Clinical observations published in the Journal of Physiology by Julian and a team of researchers, including Bolivian pediatric cardiologist Alexandra Heath-Freudenthal, MD, shows that sildenafil may be a promising candidate drug for treating neonatal pulmonary hypertension, a potentially life-threatening breathing condition that can occur when a baby isn’t able to get enough oxygen during gestation or after birth. The drug, Julian explains, may restore oxygenation, and reduce mortality in newborns born preterm or under circumstances that restrict growth, like altitude.
Hypertensive disorders of pregnancy, such as preeclampsia, are a leading cause of maternal and infant mortality worldwide and more common at high altitude. In Bolivia, nearly half of the population lives at high altitude, where up to 20% of women are affected by hypertensive disorders during their first pregnancy.
“Despite fetal growth restriction and preeclampsia being two of the main contributors to maternal and infant mortality worldwide, effective therapies for these conditions simply don’t exist,” Julian explains. “The only cure for preeclampsia is early delivery of the baby, which is far from ideal and, depending on the timing, can have devastating consequences for the newborn. This makes it critical to focus research efforts on identifying the mechanisms involved in these conditions, potential therapeutic avenues, and ways to identify high-risk pregnancies as early as possible.”
These conditions also affect mothers living in the United States. In 2022, Julian was part of a team of researchers that found that high-altitude residence in Colorado increased the rate of hypertensive disorders of pregnancy. Their research also showed higher rates of higher blood pressure throughout pregnancy and higher rates of NICU admissions at greater altitudes.
Colleen Julian, PhD, works with a team of researchers in high-altitude Bolivia to better understand the connections between hypoxia and childbirth. Photo courtesy of Colleen Julian.
Both abroad and at home, Julian considers altitude as a tool to better understanding the effects of hypoxia.
“It’s a natural tool for experiment. Hypoxia is a common feature and consequence of fetal growth restriction and preeclampsia regardless of the underlying cause. At high altitude, we can study the role of hypoxia in these conditions without needing to include women who have underlying health issues that increase the risk of these vascular disorders of pregnancy,” she says. “This helps us avoid the impact of confounding disease and isolate the effects of hypoxia as opposed to other factors.”
Babies with neonatal pulmonary hypertension exhibit severe hypoxia and increased pulmonary artery pressure, which can contribute to sudden infant death syndrome (SIDS) because severe hypoxia can cause bradycardia, or a dangerous reduction in heart rate.
“There are persistent changes to the structure and function of pulmonary vascular circulation as a result of hypoxia, fetal growth restriction, preeclampsia, or severe pulmonary hypertension after birth,” Julian says.

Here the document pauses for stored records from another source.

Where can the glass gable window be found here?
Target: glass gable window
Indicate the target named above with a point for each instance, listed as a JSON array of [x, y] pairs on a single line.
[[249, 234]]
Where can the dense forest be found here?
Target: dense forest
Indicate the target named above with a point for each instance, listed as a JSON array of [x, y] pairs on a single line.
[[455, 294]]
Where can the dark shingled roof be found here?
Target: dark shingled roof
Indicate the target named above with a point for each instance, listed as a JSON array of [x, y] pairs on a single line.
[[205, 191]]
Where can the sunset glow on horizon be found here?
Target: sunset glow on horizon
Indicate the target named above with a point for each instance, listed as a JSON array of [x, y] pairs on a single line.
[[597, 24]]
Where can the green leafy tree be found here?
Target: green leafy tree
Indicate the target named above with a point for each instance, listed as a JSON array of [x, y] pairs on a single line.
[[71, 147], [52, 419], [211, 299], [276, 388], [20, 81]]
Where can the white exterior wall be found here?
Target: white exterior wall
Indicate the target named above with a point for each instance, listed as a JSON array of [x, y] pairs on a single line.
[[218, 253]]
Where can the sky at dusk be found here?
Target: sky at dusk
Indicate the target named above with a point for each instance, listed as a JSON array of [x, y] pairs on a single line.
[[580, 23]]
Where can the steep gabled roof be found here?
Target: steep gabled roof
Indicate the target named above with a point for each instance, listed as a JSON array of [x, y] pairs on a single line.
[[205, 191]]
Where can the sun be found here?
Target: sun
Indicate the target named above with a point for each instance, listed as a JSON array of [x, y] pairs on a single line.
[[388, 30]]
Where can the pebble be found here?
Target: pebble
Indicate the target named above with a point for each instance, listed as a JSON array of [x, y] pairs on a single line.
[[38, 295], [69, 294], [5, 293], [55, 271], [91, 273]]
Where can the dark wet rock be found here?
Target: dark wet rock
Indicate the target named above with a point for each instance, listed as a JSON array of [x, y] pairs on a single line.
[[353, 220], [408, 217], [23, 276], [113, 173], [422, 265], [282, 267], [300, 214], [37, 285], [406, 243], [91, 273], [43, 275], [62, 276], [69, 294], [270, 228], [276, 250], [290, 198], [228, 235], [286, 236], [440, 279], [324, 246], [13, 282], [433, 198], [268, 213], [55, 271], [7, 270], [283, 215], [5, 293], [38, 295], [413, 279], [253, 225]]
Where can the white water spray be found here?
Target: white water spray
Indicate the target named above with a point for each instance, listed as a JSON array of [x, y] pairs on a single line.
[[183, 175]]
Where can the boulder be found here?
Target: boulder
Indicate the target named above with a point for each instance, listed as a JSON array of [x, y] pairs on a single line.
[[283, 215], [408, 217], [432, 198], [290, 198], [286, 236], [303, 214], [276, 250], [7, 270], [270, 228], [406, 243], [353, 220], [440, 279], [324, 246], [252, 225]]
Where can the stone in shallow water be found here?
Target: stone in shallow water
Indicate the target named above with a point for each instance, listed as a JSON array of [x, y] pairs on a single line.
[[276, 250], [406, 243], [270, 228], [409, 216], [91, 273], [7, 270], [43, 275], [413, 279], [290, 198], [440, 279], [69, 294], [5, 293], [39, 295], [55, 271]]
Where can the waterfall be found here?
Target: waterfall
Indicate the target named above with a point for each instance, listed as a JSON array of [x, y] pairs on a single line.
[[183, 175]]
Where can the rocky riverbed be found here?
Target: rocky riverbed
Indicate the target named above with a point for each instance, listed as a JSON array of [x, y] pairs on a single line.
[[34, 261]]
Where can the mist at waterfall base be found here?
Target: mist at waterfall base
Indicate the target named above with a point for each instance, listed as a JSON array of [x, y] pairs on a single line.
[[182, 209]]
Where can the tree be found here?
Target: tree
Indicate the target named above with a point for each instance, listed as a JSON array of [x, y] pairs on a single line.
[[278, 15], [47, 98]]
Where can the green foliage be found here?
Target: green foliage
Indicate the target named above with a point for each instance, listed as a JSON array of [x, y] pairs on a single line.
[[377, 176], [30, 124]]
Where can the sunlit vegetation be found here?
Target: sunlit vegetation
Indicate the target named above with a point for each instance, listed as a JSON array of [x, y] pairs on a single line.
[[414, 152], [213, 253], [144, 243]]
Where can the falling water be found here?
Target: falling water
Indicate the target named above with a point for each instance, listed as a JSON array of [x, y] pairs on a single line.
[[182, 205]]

Researchers believe this has lasting effects. In animal models, research shows that when a mother is exposed to hypoxia, the offspring are more likely to develop pulmonary hypertension at birth and later in life.
This makes it especially important to find ways to treat babies with the condition. Sildenafil could be a favorable option in the future. In clinical observations, Julian and fellow researchers say the drug seems to reduce the duration of oxygen dependence and raises systemic arterial oxygen saturation.
“Our observations provide a strong rationale for further study into the therapeutic potential of this candidate drug in the context of neonatal pulmonary hypertension at high altitude. The next step would be to design a trial to quantitively determine whether it does improve outcomes or reduces the amount of time a baby has to be on oxygen,” Julian says. “With further research, and after establishing risk-to-benefit ratios, we might have another option for these babies at high altitude and be able to give them the opportunity for a better outcome.”